Pour expliquer à son fils adolescent l’expression “privilège blanc”, une universitaire noire sud-africaine liste des situations de la vie quotidienne où elle est constamment victime de discriminations, contrairement aux Blancs.

article du journal sud africain Daily Maverick  traduit  par courrier international le 25 06 2018

Avant que le sujet ne fasse l’objet d’un débat sur les réseaux sociaux sud-africains, mon fils ado m’a interrogée à propos d’une expression qu’il venait de découvrir en classe : “Que signifie ‘le privilège blanc’, maman ?”

J’ai répondu à mon fils en lui rappelant un incident survenu il y a quelques années, alors qu’il s’était rendu dans un magasin d’une grande enseigne d’articles de sport et d’activités de plein air pour acheter du matériel de camping en prévision d’une sortie scolaire.

J’imagine la manière dont il devait manipuler certains articles avant de les reposer pour passer aux suivants. Il était à la fois inquiet et excité à l’idée de partir et bien décidé à choisir lui-même son matériel. L’expérience allait se révéler bien différente de ce qu’il avait prévu.

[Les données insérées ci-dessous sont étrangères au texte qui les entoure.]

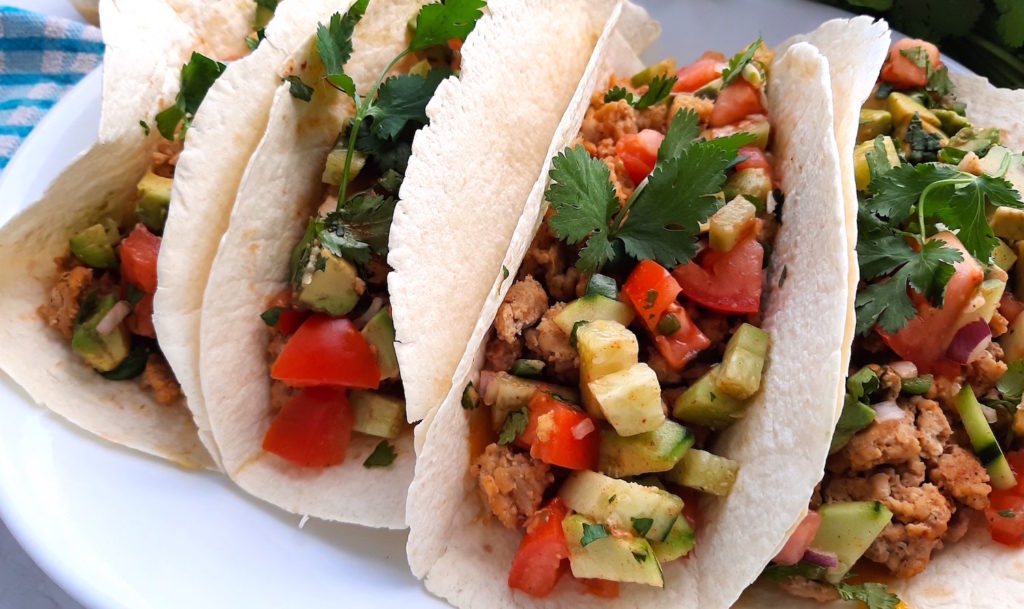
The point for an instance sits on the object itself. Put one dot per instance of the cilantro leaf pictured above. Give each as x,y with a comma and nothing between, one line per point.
402,99
592,532
382,457
440,22
738,61
515,424
873,596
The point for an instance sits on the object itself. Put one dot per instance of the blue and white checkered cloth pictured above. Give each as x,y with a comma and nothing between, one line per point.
41,57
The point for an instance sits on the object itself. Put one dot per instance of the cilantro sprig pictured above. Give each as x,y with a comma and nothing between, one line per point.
660,220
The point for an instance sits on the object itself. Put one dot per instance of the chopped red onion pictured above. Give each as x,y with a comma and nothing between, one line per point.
114,317
888,410
905,370
970,342
821,558
583,429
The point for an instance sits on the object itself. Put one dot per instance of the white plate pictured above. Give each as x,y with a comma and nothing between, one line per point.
117,529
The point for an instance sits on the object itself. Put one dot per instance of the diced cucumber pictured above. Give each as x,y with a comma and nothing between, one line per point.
630,399
591,308
677,544
646,511
704,403
983,440
604,347
739,375
705,472
376,414
656,450
507,393
616,559
847,530
731,223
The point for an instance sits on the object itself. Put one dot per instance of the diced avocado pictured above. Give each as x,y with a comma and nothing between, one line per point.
1008,223
616,559
872,124
847,530
983,440
656,450
621,504
630,399
506,393
92,246
379,332
861,171
731,223
334,170
753,181
102,352
330,284
154,199
591,308
739,375
950,121
1004,256
704,403
705,472
677,544
645,76
604,347
377,415
902,107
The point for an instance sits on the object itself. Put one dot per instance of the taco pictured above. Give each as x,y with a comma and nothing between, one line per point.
922,498
80,266
629,393
297,356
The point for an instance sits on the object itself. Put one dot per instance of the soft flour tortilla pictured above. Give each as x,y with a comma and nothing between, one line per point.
222,136
482,191
975,571
456,548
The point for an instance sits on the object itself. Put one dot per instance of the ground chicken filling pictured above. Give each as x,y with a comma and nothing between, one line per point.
101,300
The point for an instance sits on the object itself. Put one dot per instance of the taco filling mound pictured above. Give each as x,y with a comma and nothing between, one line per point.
928,444
630,337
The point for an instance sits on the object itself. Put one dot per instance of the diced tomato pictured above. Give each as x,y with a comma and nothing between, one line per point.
327,351
604,589
541,559
140,320
725,281
552,434
313,429
639,153
901,71
138,259
925,339
1010,307
684,344
697,74
650,289
755,159
800,540
736,101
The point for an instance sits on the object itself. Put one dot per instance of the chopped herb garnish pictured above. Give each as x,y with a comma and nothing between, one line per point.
382,457
592,532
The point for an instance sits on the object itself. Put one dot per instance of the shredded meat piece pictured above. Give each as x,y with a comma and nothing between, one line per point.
512,483
501,355
159,377
960,474
523,305
66,298
551,343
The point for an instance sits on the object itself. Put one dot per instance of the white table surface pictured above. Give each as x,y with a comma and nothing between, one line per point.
23,584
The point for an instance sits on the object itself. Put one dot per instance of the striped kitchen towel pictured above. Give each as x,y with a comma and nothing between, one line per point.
41,57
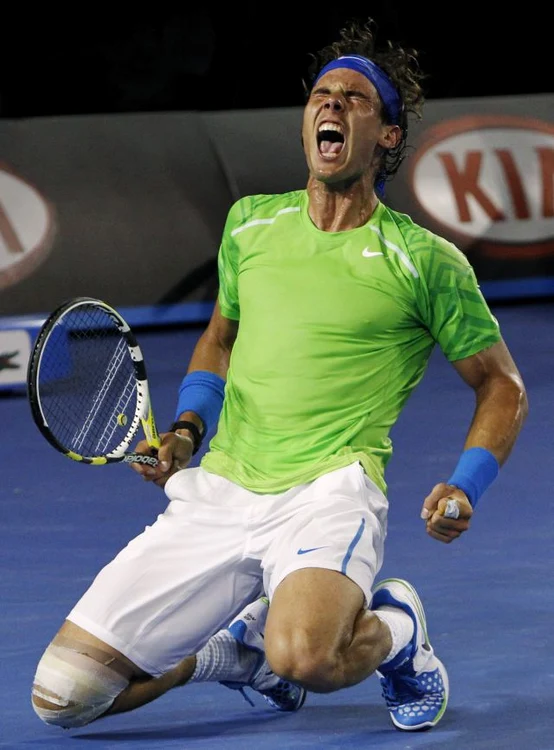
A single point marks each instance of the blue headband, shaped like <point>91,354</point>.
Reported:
<point>385,87</point>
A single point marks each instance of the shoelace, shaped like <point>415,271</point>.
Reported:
<point>398,689</point>
<point>280,692</point>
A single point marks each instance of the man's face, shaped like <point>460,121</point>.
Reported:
<point>342,126</point>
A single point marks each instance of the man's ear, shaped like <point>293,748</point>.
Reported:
<point>390,137</point>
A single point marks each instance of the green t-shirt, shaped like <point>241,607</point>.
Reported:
<point>336,330</point>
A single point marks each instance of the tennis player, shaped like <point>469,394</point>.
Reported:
<point>262,571</point>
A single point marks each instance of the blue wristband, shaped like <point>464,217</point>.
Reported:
<point>476,471</point>
<point>202,392</point>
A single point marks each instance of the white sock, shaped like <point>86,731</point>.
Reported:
<point>223,658</point>
<point>401,628</point>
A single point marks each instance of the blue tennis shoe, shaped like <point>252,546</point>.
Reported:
<point>415,682</point>
<point>247,629</point>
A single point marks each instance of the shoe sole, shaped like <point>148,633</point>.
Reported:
<point>429,724</point>
<point>420,613</point>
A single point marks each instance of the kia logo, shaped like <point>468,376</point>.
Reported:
<point>489,178</point>
<point>26,228</point>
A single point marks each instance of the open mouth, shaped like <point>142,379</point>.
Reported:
<point>330,139</point>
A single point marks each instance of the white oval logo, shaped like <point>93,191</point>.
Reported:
<point>26,228</point>
<point>489,177</point>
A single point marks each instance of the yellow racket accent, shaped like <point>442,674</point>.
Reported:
<point>150,430</point>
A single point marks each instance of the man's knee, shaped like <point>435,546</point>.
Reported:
<point>306,660</point>
<point>71,688</point>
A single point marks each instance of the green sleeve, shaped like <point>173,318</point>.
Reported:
<point>227,266</point>
<point>451,303</point>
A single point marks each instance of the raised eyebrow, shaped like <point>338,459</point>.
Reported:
<point>349,92</point>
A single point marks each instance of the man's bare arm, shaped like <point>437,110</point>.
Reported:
<point>501,400</point>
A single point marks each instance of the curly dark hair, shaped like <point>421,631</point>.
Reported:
<point>400,64</point>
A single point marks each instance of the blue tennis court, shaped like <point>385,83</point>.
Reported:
<point>489,596</point>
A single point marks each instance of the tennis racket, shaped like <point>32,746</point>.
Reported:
<point>87,385</point>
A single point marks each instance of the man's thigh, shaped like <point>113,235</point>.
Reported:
<point>339,527</point>
<point>173,586</point>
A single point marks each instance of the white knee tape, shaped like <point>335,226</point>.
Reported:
<point>83,688</point>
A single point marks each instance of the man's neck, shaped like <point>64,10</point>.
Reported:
<point>337,209</point>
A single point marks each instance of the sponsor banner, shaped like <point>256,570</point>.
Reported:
<point>482,175</point>
<point>15,350</point>
<point>26,228</point>
<point>130,208</point>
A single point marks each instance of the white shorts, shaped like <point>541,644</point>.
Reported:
<point>217,547</point>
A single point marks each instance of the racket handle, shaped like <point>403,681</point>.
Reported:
<point>140,458</point>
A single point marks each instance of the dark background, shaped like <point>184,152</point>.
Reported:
<point>95,59</point>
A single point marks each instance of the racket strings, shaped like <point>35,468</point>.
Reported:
<point>87,383</point>
<point>101,405</point>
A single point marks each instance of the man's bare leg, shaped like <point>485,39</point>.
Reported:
<point>318,633</point>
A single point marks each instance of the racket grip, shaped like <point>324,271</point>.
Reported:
<point>140,458</point>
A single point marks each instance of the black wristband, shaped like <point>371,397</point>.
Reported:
<point>194,431</point>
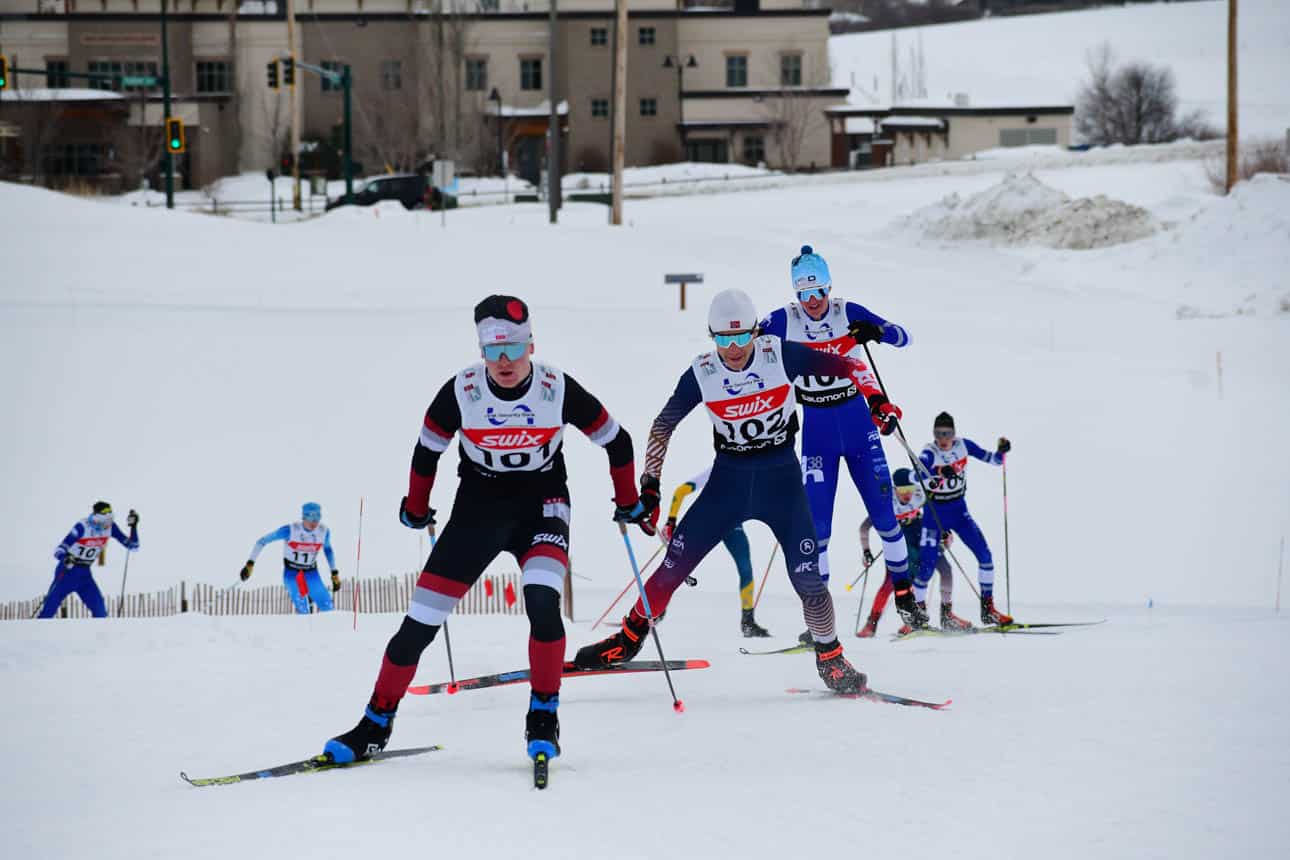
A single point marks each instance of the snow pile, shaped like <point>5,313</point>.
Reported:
<point>1022,210</point>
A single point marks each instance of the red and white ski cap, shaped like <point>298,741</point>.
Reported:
<point>732,311</point>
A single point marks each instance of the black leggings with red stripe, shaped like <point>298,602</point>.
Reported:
<point>535,531</point>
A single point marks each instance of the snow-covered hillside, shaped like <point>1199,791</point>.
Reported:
<point>1040,59</point>
<point>214,374</point>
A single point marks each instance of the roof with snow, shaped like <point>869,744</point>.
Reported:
<point>47,94</point>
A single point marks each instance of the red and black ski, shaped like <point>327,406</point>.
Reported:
<point>569,671</point>
<point>873,695</point>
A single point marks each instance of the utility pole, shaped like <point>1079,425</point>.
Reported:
<point>1232,137</point>
<point>296,110</point>
<point>165,107</point>
<point>554,148</point>
<point>619,108</point>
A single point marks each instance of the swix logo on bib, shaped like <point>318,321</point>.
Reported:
<point>302,547</point>
<point>826,335</point>
<point>760,414</point>
<point>87,548</point>
<point>942,488</point>
<point>910,511</point>
<point>511,436</point>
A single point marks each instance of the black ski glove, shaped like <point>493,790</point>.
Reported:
<point>863,332</point>
<point>414,521</point>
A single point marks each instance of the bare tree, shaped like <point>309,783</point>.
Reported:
<point>277,119</point>
<point>39,121</point>
<point>134,151</point>
<point>795,116</point>
<point>1129,103</point>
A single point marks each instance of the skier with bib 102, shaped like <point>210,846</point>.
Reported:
<point>746,388</point>
<point>508,415</point>
<point>302,540</point>
<point>835,414</point>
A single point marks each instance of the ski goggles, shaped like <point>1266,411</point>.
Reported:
<point>512,351</point>
<point>741,339</point>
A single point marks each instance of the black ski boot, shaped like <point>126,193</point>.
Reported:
<point>619,647</point>
<point>369,736</point>
<point>910,609</point>
<point>750,628</point>
<point>542,725</point>
<point>835,671</point>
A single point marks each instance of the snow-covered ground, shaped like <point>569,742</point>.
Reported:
<point>1041,59</point>
<point>214,374</point>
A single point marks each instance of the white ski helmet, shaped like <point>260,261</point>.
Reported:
<point>732,311</point>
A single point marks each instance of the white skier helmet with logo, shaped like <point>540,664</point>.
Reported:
<point>732,311</point>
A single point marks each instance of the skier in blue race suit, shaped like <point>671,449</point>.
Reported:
<point>78,552</point>
<point>744,387</point>
<point>946,459</point>
<point>301,544</point>
<point>836,424</point>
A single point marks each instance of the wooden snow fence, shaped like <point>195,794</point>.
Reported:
<point>492,595</point>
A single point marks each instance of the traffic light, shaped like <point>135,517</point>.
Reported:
<point>174,143</point>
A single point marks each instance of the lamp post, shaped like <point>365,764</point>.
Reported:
<point>675,62</point>
<point>501,157</point>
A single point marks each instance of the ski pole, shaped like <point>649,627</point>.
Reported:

“Mon fils est suivi dans le magasin”

Tout le temps que mon fils [noir] est resté dans le magasin, il a été suivi par une femme en uniforme – un vigile –, qui lui a demandé d’enlever sa capuche et l’a même averti qu’elle gardait un œil sur lui. Aucun des adolescents blancs qui se trouvaient dans le magasin n’a été soumis au même traitement.

Mon fils m’a raconté ce qui s’était passé un peu plus tard dans la soirée. J’ai immédiatement déposé une réclamation auprès du directeur du magasin et j’ai reçu en retour des excuses à la noix ainsi qu’une vague promesse de geste commercial. Je n’en ai jamais plus entendu parler.

J’ai rappelé à mon fils que même s’il avait une raison parfaitement légitime de se trouver dans le magasin, même s’il avait l’argent nécessaire pour payer ses achats, et que même s’il portait la même capuche que beaucoup d’autres jeunes – ça fait presque partie de la tenue habituelle des adolescents –, il avait été le seul à être surveillé de près. C’était du racisme, bien sûr ; le résultat des contrôles au faciès quotidiens auxquels tant de jeunes Noirs sont toujours soumis.

La présence d’un Blanc jamais remise en cause

L’expérience a dû être bien différente pour les jeunes Blancs, habillés comme lui, qui se trouvaient dans le magasin. En général, quand des Blancs entrent dans un lieu public, ils considèrent comme allant de soi que leur présence ne sera pas sujette à caution. L’idée que quelqu’un puisse mettre en doute la légitimité de leur présence ou leur capacité à payer leurs achats ne leur passe jamais par la tête. C’est cela, le privilège blanc, ai-je expliqué à mon fils.